Maggie Thompson

One of the featured artists in Sharing Honors and Burdens: Renwick Invitational 2023

A woman sits making art. White string goes diagonally across her face.

Catherine “Maggie” Thompson (Fond du Lac Ojibwe; born Minneapolis, MN, 1989; resides St. Paul, MN, with a studio in Minneapolis) is a textile artist and designer who derives inspiration from her Ojibwe heritage, family history, and the contemporary Native American experience. Thompson pushes the viewer’s understanding of textile art by combining photographs, found objects, stockings, beadwork, and more. Through large-scale work and installations, she brings form to emotional experiences and creates a visual way to process complex topics. 

 

Thompson received her BFA in textiles at the Rhode Island School of Design (RISD) in 2013. She had her first solo exhibition, Where I Fit, at All My Relations Gallery in Minneapolis in 2014. Since then, Thompson has exhibited at regional institutions such as the Minneapolis Institute of Art and the Plains Art Museum in Fargo, North Dakota.
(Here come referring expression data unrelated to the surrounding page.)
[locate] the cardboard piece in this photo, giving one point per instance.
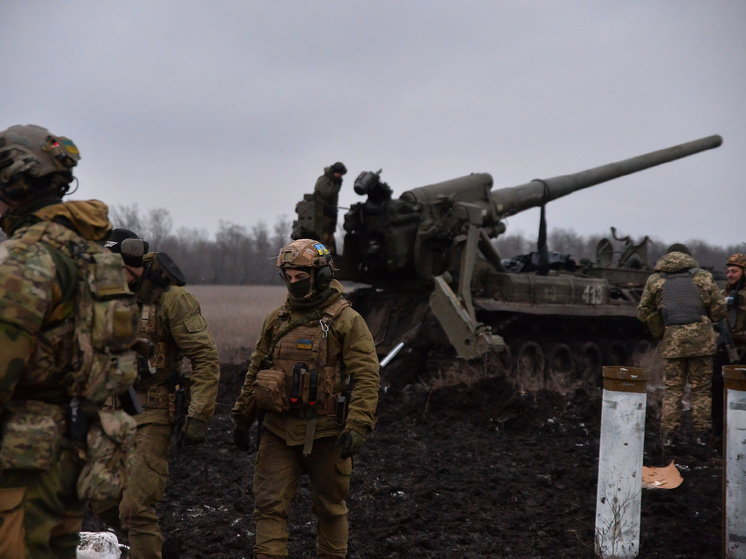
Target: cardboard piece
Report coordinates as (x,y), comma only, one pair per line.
(661,478)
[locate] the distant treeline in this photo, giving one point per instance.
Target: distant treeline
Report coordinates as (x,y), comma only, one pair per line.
(240,255)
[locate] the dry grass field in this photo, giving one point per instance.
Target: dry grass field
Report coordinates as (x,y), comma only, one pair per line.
(235,314)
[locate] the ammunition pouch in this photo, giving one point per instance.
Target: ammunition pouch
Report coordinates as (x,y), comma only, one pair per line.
(32,436)
(108,457)
(656,326)
(155,398)
(269,389)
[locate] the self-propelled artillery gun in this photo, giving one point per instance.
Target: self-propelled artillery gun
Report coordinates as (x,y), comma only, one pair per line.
(431,273)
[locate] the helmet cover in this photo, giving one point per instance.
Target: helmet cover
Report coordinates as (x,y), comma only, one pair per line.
(304,253)
(737,259)
(30,152)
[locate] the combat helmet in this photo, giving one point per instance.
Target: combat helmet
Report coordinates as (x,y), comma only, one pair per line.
(310,255)
(737,259)
(34,162)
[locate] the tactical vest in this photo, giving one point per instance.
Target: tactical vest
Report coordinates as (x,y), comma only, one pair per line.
(313,375)
(86,340)
(681,303)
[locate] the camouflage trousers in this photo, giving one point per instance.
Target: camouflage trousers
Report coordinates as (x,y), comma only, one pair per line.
(135,513)
(698,372)
(277,471)
(40,511)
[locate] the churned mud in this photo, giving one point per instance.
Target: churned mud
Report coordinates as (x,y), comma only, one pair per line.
(456,472)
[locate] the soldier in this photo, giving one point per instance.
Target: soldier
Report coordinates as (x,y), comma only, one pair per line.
(314,380)
(171,319)
(326,191)
(683,301)
(735,301)
(51,267)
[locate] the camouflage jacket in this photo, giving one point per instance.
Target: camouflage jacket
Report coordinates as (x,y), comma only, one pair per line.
(349,338)
(177,329)
(327,189)
(37,295)
(737,317)
(683,340)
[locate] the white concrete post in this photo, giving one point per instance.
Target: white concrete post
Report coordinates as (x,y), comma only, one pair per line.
(734,462)
(619,495)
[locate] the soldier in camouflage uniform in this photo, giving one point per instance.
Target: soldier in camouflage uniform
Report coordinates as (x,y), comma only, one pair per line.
(171,320)
(681,301)
(41,292)
(326,191)
(314,379)
(734,295)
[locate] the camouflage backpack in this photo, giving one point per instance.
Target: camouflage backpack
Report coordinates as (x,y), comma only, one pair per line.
(100,361)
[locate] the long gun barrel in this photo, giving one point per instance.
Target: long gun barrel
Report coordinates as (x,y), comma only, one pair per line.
(511,200)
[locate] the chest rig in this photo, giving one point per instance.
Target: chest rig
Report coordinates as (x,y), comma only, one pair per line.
(167,356)
(681,303)
(313,375)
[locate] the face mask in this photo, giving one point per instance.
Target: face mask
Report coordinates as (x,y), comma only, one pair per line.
(299,289)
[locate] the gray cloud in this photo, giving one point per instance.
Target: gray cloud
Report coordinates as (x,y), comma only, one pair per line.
(230,110)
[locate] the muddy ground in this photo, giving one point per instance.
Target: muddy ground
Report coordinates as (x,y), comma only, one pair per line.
(457,472)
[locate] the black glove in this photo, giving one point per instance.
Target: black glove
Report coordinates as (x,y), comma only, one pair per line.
(350,442)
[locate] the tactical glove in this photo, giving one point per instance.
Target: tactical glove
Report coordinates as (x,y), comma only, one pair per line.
(195,431)
(350,443)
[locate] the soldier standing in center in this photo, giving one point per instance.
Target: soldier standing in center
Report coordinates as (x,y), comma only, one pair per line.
(734,295)
(314,379)
(326,191)
(171,320)
(684,301)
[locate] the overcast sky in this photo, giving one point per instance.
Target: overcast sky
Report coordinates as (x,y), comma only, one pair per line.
(228,111)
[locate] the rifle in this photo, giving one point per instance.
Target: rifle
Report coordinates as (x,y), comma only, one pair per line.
(175,387)
(726,340)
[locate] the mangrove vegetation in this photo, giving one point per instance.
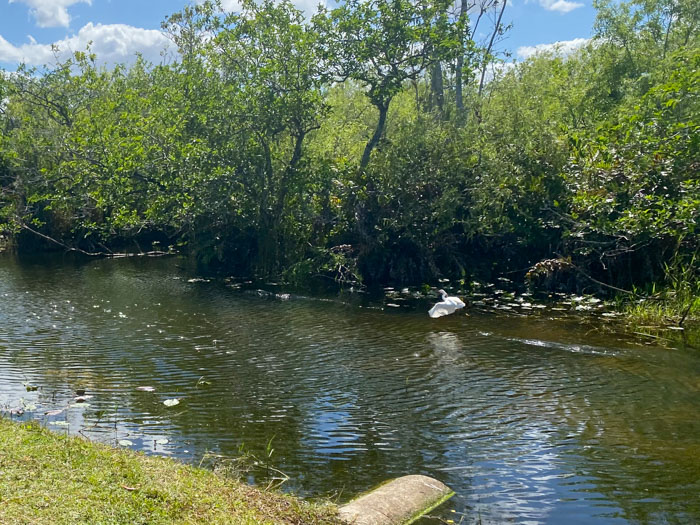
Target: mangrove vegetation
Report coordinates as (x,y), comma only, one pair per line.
(378,142)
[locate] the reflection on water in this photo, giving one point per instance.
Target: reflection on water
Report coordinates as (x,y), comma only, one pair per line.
(528,420)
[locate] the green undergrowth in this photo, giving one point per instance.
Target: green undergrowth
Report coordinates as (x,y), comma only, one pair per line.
(49,478)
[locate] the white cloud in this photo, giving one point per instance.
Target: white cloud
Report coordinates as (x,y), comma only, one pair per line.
(51,13)
(112,43)
(561,6)
(562,48)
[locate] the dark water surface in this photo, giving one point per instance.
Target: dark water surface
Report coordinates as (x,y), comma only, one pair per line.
(529,420)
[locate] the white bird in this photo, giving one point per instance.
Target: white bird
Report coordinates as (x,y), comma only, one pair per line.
(447,306)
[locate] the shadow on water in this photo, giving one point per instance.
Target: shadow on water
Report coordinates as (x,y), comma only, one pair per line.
(529,420)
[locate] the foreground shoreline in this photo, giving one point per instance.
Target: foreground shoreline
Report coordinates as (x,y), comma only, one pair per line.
(49,478)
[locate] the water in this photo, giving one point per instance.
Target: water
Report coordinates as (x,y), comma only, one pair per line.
(529,420)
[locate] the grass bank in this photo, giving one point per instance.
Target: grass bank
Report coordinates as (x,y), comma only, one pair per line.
(49,478)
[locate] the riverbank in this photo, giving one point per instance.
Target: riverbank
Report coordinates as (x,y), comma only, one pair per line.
(49,478)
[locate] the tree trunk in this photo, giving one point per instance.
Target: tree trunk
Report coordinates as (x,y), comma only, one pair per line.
(436,86)
(490,46)
(364,162)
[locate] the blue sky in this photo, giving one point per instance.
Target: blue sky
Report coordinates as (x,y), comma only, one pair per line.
(120,28)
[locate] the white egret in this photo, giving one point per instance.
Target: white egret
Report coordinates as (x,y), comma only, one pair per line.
(447,306)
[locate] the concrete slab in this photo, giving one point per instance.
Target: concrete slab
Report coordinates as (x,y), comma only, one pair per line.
(398,502)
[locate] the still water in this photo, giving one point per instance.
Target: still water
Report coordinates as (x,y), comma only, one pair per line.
(529,420)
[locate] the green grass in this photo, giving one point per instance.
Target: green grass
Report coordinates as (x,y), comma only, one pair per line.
(53,479)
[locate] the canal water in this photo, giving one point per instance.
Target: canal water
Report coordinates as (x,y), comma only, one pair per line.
(529,419)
In 2015, she received support from the Minnesota State Arts Board Cultural Community Partnership Grant and the Native Arts and Cultures Foundation Regional Fellowship to create a body of work for her exhibit at the Minnesota Textile Center, On Borrowed Time, which explores themes of grief around her experience of losing her father. 

 

In addition to her fine arts practice, Thompson runs Makwa Studio, a small knitwear business based in Minneapolis. She is also an emerging curator of contemporary Native art and has worked on exhibitions at the Two Rivers Gallery, the McKnight Foundation, and the Minnesota Museum of American Art.